For the second time in four days, the University of Maryland’s diversity and inclusion vice president visited the Nyumburu Cultural Center, where she faced criticism from black students who once again expressed how they feel left in the dark by the school’s administration.
Students at the forum shared concerns about potential changes Georgina Dodge wanted to make to the center and what they saw as a lack of engagement so far in her leadership. Dodge, who’s been in her role since June, has said her relationship with Ronald Zeigler, the center’s director, is “contentious.”
One of the voices that filled the room was Niccara Campbell’s. She — and many others — spoke about the important role the center plays in the experience of minorities on this campus.
“Nyumburu is an intricate part of my life, it still is. I transferred here [to the University of Maryland]; without Nyumburu, I would’ve transferred out,” the alumna said. “That’s how bad the University of Maryland is when it comes to othering minority students.”
Some of the topics discussed Monday included Dodge’s decision to end an English class that the center offered, and potential updates to the center’s long-running Miss Unity Scholarship Pageant.
The English class — ENGL274: Creative Writing Through The Eyes of African Americans — was cut because of funding issues, Dodge said.
“What you’re saying is not totally accurate,” Zeigler interjected. “I asked you directly about our classes.

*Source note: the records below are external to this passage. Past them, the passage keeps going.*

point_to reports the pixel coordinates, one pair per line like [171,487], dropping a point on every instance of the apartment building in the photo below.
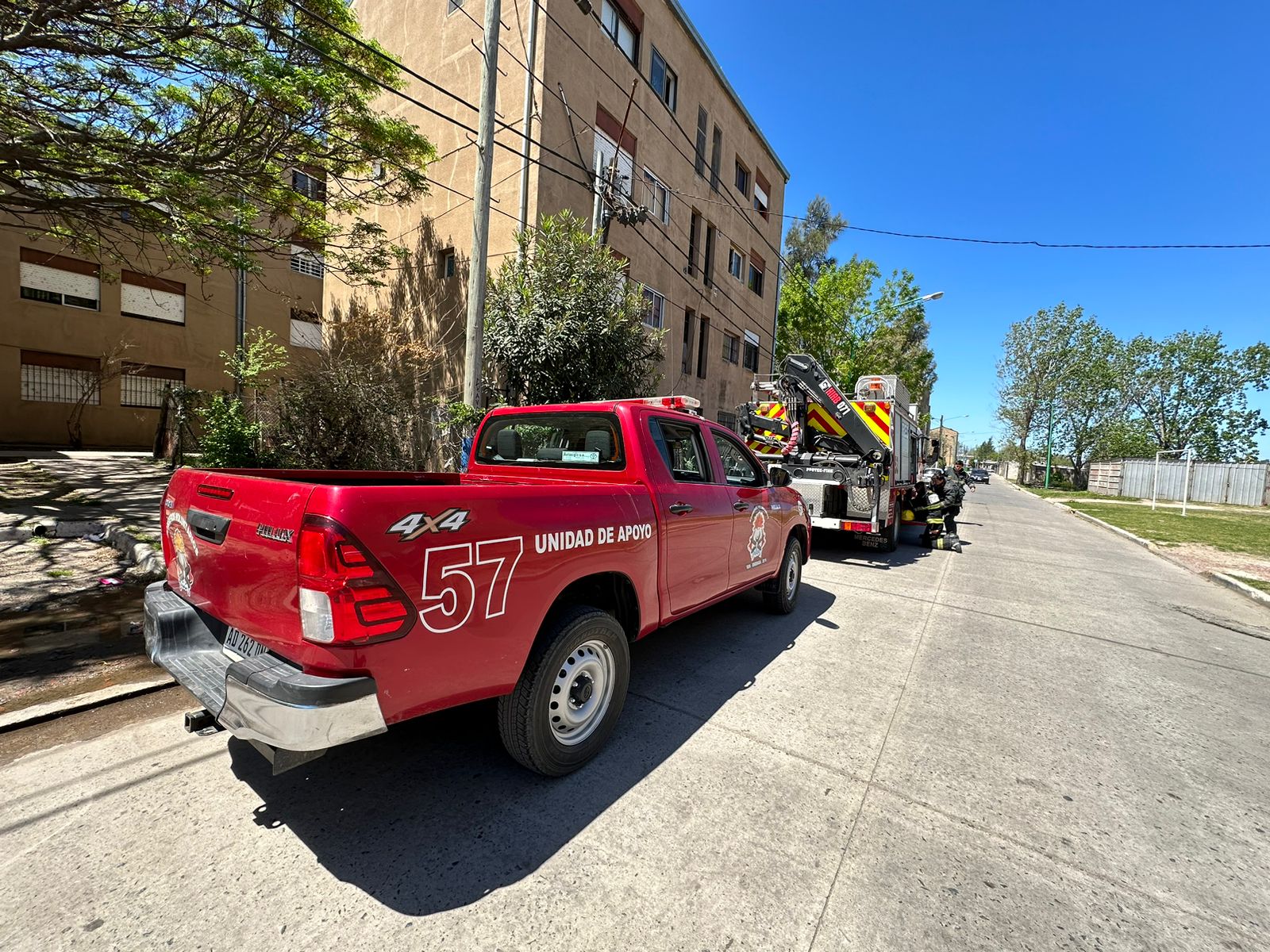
[691,154]
[64,313]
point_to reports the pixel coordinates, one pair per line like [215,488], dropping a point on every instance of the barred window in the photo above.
[60,378]
[306,262]
[145,386]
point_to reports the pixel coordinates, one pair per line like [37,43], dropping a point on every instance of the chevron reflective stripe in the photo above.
[772,412]
[819,420]
[876,416]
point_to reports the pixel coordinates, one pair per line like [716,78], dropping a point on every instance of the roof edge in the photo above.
[681,14]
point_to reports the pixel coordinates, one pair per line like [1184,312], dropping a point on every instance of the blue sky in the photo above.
[1079,122]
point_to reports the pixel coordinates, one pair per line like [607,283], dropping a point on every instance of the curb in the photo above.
[37,714]
[1236,585]
[1218,578]
[1123,533]
[148,560]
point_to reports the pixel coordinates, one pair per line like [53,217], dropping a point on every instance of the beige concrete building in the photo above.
[691,154]
[63,314]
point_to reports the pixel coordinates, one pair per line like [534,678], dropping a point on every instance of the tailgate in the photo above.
[230,541]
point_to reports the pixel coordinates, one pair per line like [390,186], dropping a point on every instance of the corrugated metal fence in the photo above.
[1236,484]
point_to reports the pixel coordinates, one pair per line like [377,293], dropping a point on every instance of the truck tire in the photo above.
[783,596]
[571,693]
[891,541]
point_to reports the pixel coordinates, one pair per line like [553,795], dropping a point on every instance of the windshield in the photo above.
[584,441]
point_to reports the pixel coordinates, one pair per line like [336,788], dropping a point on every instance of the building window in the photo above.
[658,198]
[686,361]
[606,146]
[152,298]
[622,29]
[694,238]
[761,200]
[702,121]
[756,273]
[715,158]
[55,279]
[146,386]
[305,329]
[730,348]
[749,352]
[60,378]
[664,80]
[702,343]
[309,186]
[306,262]
[654,309]
[708,270]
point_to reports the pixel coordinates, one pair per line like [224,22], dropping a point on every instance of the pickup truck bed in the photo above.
[308,609]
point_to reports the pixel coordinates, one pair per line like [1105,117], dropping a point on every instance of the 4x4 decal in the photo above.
[416,524]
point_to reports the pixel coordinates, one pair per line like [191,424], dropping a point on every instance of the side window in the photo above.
[683,451]
[738,469]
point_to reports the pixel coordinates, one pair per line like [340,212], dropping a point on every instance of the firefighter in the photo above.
[940,516]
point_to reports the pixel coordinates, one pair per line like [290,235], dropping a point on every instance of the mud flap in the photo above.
[283,759]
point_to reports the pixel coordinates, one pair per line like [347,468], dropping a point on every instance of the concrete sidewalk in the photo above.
[1052,742]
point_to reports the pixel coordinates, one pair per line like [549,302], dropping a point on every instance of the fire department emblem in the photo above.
[757,533]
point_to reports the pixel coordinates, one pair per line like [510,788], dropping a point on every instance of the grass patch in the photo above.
[1058,493]
[1227,531]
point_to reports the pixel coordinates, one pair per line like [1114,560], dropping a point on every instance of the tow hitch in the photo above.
[201,723]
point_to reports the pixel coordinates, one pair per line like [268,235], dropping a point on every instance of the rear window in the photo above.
[578,441]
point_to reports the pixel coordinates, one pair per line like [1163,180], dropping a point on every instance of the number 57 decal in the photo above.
[450,589]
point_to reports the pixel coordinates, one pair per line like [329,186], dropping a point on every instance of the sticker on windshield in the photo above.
[416,524]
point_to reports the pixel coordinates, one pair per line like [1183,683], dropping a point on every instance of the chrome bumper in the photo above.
[264,698]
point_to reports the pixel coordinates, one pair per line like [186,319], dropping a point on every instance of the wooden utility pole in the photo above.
[475,352]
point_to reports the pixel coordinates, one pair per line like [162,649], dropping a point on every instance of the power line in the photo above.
[1051,244]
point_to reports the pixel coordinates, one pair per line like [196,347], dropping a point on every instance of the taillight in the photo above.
[346,596]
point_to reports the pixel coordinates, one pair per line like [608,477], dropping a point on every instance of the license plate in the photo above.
[239,645]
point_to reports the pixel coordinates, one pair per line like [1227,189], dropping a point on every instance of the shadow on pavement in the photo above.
[829,546]
[433,816]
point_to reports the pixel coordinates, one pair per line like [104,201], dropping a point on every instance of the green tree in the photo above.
[133,126]
[806,243]
[984,451]
[1090,395]
[563,323]
[1034,353]
[850,330]
[1191,390]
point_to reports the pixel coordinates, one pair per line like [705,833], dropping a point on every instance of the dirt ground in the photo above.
[1206,559]
[63,631]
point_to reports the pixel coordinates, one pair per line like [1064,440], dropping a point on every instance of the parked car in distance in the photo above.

In terms of the English course as mentioned, we’ve had an ongoing debate about that — that class has never been a problem with the [student fees committee] until your arrival on campus.”
“It is obvious to me that you and I need to sit down, and have a lot of conversations, because there appears to be a lot of misunderstanding,” Dodge responded.
The diversity and inclusion office will also be hiring a new assistant vice president, Dodge said, which would oversee offices such as Nyumburu and the university’s LGBT Equity Center, although she added administration was “still working on the job description.”
Dodge told attendees she convened a search committee to find this new vice president, with one student representative, a graduate student.
Tamya Anderson, a vice president for the Black Student Union, said at the forum that there should be an undergraduate student on the committee for it to be representative, as much of the student community at Nyumburu is made up of undergraduates.
“The search committee is really small, it’s only seven people altogether … we’re trying to keep somewhat small and somewhat nimble,” Dodge responded. “I’m willing to consider that.”
Dodge said at the town hall she planned on giving $20,000 to Nyumburu from the ODI’s budget. Nyumburu would have discretion on how to spend this money, Dodge told The Diamondback. This would occur within the coming months.
She said her relationship with Zeigler was “in a good place,” and wanted to keep Nyumburu a center of black life on the campus. Over the weekend, rumors circulated on social media that Zeigler would be fired, or that the center would become a multicultural center.
“The vision really needs to be created by the people who utilize the space,” Dodge said. “It’s not a top-down type of vision, it’s a collective community vision that gets developed based on the needs that exist.”
Still, students weren’t convinced they could trust her.
“No offense, I don’t know you,” one student told Dodge. “But we know [Zeigler]. So when he’s going against you … and you’re talking in circles, it’s kind of hard for us to get behind you.”
Student speakers at the town hall also criticized Dodge for only attending one event at the center this semester.
“We just want to see her face more,” Monique Small, a student ambassador for Nyumburu, told The Diamondback. “We want to be present and considered in the visions she has for Nyumburu.”
Dodge said she would “love to be in Nyumburu all day,” but didn’t want to come off as micromanaging, she said, adding that she plans on coming to more events in the future.
On Friday, as students worried about circulating rumors, Dodge came to the center to answer their questions — displacing the weekly Jumu’ah prayers held by the Muslim Student Association in the center’s multipurpose room. For nearly 2 ½ hours, students assailed Dodge on her plans for the center.
While Monday’s event was only an hour long, the same themes were present.
Small asked what sort of access the Nyumburu community would have with her going forward.
“Us as the students, you work for us, and we want to have some sort of access to you. We want to know how we can voice our concerns to you,” the senior criminology and criminal justice major said.
“Invite me. I’ll come,” Dodge said, to jeers from the crowd.